To this, Trump appended the comment, “That’s not Ron, is it? He would never do such a thing!”
Those actions drew a rare DeSantis jab back at Trump.
“I don’t spend my time trying to smear other Republicans,” the Florida governor said at a Wednesday news conference.
The attacks from Biden and Trump are, on one level, a testament to the Florida governor’s strength if and when he enters the 2024 presidential race.
It is widely expected that he will do so, though such an announcement may not come until after the Florida legislature ends its session in May. DeSantis’s team is reported to be hiring in advance of a White House bid.
There is no real question that DeSantis is Trump’s most serious rival for the GOP nomination at this point. The reality has been reflected in poll after poll.
An Economist/YouGov survey released Wednesday showed Trump with 42 percent support among Republicans and DeSantis with 32 percent.
No other candidate reached double figures. Former Vice President Mike Pence was in third place with 8 percent and former United Nations ambassador Nikki Haley, who is all but certain to announce her campaign next week, came fourth with 5 percent.
Trump has been increasingly eager to take DeSantis on directly.
The 45th president told reporters late last month that DeSantis and his team were “trying to rewrite history” when it came to Florida’s record on COVID-19.
DeSantis has become fiercely critical of COVID restrictions but he also approved a lockdown in Florida at the height of the pandemic, as Trump noted.
Trump also contended, as he has done in the past, that his own support was pivotal in getting DeSantis elected as Florida’s governor in the first place, in 2018. If DeSantis now runs against him, Trump said he would “consider that very disloyal.”
Trump has shown from the start of his political career that he enjoys igniting and intensifying feuds. A battle with DeSantis, if it happens, will likely be especially fierce.
“Trump does best and is most effective when he has an opponent,” said Doug Heye, a former communications director for the Republican National Committee. “In this case, we don’t really know yet if DeSantis runs or not. So Trump has to create an opponent in DeSantis.”
Heye argued that on one hand this could be a challenge, since DeSantis is beloved by the populist-right base and is less easy to vilify with those voters than a more moderate figure would be.
That said, DeSantis faces challenges too. Getting past Trump at all will be a formidable task — and it will likely be made more difficult the more candidates get into the race.
“He still has to go out and earn it. This won’t he handed to him,” Heye said. “And those other people who are running are not about to roll over just because he is in the race.”
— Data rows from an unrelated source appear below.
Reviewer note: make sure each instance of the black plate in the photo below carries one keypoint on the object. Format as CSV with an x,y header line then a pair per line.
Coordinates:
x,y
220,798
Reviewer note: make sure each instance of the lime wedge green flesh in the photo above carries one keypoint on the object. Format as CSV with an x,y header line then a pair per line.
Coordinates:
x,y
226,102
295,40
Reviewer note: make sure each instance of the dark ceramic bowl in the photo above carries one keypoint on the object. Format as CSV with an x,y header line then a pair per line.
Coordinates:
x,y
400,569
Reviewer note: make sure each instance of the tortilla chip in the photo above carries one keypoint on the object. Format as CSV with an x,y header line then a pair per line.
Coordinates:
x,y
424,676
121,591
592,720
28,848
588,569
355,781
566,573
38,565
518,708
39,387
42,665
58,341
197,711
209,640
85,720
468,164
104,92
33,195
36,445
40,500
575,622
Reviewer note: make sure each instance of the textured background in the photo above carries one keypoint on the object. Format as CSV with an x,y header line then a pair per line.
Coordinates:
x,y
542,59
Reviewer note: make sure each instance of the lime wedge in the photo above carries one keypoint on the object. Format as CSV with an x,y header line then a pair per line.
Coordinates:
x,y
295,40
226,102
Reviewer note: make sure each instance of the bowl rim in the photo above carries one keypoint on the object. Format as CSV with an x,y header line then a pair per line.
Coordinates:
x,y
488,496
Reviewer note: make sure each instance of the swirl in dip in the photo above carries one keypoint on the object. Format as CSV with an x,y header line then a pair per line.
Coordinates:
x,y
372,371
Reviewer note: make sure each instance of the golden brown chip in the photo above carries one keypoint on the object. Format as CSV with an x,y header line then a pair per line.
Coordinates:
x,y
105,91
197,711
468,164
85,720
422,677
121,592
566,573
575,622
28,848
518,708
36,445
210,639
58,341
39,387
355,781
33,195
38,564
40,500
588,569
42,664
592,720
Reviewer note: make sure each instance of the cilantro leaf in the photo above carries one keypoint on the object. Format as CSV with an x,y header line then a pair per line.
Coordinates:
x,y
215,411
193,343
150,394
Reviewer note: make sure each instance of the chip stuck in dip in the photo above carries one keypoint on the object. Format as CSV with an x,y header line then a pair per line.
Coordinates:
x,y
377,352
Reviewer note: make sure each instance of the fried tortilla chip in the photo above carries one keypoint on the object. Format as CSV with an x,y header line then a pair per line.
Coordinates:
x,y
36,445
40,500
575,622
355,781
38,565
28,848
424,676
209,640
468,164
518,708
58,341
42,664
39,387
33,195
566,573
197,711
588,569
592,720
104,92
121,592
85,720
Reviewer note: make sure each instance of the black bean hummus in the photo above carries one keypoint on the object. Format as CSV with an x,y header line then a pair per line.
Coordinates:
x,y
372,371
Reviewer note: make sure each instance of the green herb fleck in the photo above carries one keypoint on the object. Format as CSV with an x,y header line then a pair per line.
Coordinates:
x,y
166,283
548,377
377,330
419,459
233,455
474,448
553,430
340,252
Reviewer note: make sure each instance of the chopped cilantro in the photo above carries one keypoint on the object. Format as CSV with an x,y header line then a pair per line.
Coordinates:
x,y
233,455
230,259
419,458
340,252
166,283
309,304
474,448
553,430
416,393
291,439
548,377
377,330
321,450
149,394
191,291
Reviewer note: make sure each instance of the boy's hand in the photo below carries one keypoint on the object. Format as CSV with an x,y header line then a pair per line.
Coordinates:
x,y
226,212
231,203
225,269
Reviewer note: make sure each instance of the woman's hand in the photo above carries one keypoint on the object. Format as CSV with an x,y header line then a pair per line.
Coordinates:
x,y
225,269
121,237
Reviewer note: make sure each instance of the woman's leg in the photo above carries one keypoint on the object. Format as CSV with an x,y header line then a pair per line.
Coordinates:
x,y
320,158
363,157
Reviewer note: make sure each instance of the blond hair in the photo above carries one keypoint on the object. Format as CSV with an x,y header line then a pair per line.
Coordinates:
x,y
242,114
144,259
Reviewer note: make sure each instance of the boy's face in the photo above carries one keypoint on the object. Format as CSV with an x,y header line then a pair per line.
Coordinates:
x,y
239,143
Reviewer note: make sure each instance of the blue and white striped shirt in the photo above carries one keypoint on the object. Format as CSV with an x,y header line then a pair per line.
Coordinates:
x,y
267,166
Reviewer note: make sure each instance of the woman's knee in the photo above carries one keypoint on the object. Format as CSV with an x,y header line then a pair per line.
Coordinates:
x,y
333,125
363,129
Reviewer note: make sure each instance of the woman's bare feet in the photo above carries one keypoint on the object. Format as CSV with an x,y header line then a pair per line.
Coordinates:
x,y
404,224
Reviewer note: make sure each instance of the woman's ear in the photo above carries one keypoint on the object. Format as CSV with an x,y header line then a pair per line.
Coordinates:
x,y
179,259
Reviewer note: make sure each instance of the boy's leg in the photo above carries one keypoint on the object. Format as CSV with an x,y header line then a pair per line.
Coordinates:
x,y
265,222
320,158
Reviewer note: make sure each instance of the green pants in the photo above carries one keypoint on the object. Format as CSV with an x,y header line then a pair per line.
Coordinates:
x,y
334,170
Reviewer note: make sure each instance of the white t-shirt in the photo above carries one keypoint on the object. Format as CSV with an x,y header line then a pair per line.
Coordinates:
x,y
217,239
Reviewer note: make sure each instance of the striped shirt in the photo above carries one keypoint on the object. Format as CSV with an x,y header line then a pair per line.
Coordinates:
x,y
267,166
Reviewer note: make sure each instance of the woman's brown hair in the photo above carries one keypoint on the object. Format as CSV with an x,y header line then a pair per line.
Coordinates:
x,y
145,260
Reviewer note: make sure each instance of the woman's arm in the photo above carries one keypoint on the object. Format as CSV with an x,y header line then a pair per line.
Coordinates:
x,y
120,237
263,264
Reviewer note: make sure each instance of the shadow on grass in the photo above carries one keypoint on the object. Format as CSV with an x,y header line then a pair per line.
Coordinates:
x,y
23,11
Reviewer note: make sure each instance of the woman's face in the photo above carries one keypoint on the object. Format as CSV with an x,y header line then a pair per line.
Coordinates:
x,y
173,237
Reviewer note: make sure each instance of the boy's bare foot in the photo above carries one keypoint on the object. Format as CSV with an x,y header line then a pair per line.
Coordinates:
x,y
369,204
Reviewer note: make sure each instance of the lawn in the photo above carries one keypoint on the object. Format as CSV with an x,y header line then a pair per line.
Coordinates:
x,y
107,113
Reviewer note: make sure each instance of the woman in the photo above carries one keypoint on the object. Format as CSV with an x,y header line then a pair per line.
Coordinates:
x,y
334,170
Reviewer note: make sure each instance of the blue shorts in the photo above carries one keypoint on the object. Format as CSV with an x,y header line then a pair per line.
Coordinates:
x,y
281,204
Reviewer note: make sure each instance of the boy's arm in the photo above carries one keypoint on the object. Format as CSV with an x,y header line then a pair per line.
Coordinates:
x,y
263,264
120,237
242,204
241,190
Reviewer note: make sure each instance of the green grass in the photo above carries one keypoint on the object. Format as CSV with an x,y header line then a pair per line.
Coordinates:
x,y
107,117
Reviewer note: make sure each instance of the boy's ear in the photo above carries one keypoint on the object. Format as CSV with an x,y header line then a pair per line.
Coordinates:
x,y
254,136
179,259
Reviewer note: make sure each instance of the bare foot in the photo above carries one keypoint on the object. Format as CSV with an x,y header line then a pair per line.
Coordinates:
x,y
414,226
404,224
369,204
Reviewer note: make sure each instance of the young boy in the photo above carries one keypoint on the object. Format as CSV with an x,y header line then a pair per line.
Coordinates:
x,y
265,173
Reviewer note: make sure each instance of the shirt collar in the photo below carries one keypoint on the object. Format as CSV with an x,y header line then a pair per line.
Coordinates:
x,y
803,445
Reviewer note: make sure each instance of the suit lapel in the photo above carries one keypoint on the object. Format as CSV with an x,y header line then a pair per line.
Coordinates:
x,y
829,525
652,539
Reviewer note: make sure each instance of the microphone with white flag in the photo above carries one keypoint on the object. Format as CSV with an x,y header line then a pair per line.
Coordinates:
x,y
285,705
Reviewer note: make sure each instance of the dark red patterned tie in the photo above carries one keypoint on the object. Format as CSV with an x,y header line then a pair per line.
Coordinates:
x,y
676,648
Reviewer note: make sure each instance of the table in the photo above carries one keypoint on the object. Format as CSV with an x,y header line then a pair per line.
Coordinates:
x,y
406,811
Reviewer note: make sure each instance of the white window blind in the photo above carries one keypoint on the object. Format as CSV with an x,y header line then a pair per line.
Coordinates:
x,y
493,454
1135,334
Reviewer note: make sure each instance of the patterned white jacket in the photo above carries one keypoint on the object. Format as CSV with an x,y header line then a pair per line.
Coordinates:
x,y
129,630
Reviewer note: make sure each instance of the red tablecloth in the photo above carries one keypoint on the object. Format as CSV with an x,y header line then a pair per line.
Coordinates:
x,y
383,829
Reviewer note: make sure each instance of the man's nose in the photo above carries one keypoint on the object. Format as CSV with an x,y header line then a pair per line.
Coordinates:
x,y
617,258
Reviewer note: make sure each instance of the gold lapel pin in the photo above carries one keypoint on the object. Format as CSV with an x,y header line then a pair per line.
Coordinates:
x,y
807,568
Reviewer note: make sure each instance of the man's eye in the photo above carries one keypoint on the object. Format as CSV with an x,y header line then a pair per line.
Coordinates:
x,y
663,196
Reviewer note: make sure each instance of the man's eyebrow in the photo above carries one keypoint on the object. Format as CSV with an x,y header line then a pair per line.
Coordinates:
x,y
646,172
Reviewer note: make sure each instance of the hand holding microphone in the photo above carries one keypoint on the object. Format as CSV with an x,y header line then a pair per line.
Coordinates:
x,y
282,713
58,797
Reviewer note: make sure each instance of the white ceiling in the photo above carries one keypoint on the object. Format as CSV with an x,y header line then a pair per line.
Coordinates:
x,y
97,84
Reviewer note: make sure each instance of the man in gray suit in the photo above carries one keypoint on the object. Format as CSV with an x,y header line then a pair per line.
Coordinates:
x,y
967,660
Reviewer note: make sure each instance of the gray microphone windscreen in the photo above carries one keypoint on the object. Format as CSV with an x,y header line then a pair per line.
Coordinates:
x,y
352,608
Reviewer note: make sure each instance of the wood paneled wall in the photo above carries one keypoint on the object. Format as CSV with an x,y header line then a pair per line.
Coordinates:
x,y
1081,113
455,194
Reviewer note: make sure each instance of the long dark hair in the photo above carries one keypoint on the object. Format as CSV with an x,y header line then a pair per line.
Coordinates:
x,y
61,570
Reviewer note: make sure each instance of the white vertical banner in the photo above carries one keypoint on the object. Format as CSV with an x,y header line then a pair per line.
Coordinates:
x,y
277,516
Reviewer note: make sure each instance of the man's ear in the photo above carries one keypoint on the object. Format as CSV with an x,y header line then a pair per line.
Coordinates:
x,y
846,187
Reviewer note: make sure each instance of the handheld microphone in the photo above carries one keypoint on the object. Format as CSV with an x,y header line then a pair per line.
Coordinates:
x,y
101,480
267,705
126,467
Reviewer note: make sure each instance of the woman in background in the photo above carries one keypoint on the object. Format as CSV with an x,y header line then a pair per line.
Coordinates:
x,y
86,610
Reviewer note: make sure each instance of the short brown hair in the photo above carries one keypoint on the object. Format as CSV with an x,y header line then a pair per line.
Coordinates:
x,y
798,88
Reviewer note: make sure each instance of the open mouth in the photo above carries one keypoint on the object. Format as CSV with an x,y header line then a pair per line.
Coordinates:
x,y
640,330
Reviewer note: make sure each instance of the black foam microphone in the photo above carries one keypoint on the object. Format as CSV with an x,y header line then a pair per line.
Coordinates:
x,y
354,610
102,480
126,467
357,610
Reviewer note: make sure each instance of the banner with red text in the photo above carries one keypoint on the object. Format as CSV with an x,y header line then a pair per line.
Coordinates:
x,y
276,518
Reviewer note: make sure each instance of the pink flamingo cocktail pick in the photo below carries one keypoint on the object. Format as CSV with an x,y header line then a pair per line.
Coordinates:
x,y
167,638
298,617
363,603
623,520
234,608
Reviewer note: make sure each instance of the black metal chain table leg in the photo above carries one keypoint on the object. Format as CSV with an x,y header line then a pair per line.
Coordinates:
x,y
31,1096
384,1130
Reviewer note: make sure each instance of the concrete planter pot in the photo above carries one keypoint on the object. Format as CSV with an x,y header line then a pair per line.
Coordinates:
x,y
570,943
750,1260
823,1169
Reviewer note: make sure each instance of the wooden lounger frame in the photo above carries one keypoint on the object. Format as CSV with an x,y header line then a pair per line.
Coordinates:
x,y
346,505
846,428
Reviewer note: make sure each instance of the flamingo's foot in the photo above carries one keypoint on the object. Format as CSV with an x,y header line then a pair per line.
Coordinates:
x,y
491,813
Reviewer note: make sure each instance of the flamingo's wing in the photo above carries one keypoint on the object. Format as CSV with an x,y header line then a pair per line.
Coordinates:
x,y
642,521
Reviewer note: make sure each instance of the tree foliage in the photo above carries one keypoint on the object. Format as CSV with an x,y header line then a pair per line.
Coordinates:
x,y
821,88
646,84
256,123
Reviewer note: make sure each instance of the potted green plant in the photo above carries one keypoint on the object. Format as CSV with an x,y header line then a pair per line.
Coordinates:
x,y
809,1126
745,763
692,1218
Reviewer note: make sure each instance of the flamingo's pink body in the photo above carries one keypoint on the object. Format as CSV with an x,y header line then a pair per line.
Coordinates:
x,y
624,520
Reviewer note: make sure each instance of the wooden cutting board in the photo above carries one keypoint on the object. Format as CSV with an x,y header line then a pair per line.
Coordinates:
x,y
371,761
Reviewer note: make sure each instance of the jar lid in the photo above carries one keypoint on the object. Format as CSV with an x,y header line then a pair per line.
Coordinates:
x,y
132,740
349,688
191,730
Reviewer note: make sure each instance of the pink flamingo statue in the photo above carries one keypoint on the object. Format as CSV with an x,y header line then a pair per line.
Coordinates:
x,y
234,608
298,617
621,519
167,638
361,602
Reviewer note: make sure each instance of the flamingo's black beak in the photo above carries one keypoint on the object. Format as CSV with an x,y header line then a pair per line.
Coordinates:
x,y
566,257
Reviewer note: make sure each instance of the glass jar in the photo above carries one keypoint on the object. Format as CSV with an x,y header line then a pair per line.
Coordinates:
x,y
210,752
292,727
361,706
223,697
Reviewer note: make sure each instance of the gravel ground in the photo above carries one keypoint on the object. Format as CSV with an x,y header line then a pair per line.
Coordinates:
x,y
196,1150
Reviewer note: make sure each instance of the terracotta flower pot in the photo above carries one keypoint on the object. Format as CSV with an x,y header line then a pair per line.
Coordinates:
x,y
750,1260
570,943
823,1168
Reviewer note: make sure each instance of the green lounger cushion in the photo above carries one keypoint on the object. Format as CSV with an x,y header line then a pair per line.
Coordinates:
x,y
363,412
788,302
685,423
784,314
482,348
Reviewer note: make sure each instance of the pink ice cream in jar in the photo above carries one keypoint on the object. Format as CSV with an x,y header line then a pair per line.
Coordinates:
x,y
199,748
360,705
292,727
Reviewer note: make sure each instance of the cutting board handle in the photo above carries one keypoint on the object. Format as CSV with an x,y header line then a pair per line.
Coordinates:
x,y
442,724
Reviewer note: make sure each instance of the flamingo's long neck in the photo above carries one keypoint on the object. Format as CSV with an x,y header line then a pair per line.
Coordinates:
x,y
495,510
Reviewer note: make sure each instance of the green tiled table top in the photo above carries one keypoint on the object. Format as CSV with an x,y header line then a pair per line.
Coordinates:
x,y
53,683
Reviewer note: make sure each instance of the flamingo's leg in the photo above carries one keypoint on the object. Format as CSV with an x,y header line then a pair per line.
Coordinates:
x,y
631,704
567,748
From the Democratic perspective, strategist Mark Longabaugh also hit a note of skepticism about DeSantis, arguing that his public persona is “brittle” and questioning whether he would live up to the hype.
Longabaugh pointed to past conservative Republicans whose candidacies were the subject of early excitement but fell flat.
He cited then-Wisconsin Gov. Scott Walker in 2016 and then-Texas Gov. Rick Perry in 2012.
Biden and his party also believe they have an inviting target in terms of DeSantis’s embrace of hot-button social issues.
After DeSantis and his administration came out against an Advanced Placement course in African-American history last month, Jean-Pierre told reporters at a White House briefing that the decision was “incomprehensible”— and that the “study of Black Americas” itself was something that DeSantis “wants to block.”
Longabaugh, for his part, questioned whether DeSantis’s views on such topics really had “a broad constituency” of support.
There is an easy counter-argument for DeSantis to make, of course. He won re-election in Florida — a battleground state until recently — by almost 20 points in November.
Todd Belt, the director of the political management program at George Washington University, cautioned that “Democrats are having a difficult time right now trying to figure out how they counter the culture war arguments” coming from the GOP.
Either way, both Biden and Trump have reason to fear DeSantis.
And that’s one reason why the knives are being sharpened so early.
The Memo is a reported column by Niall Stanage.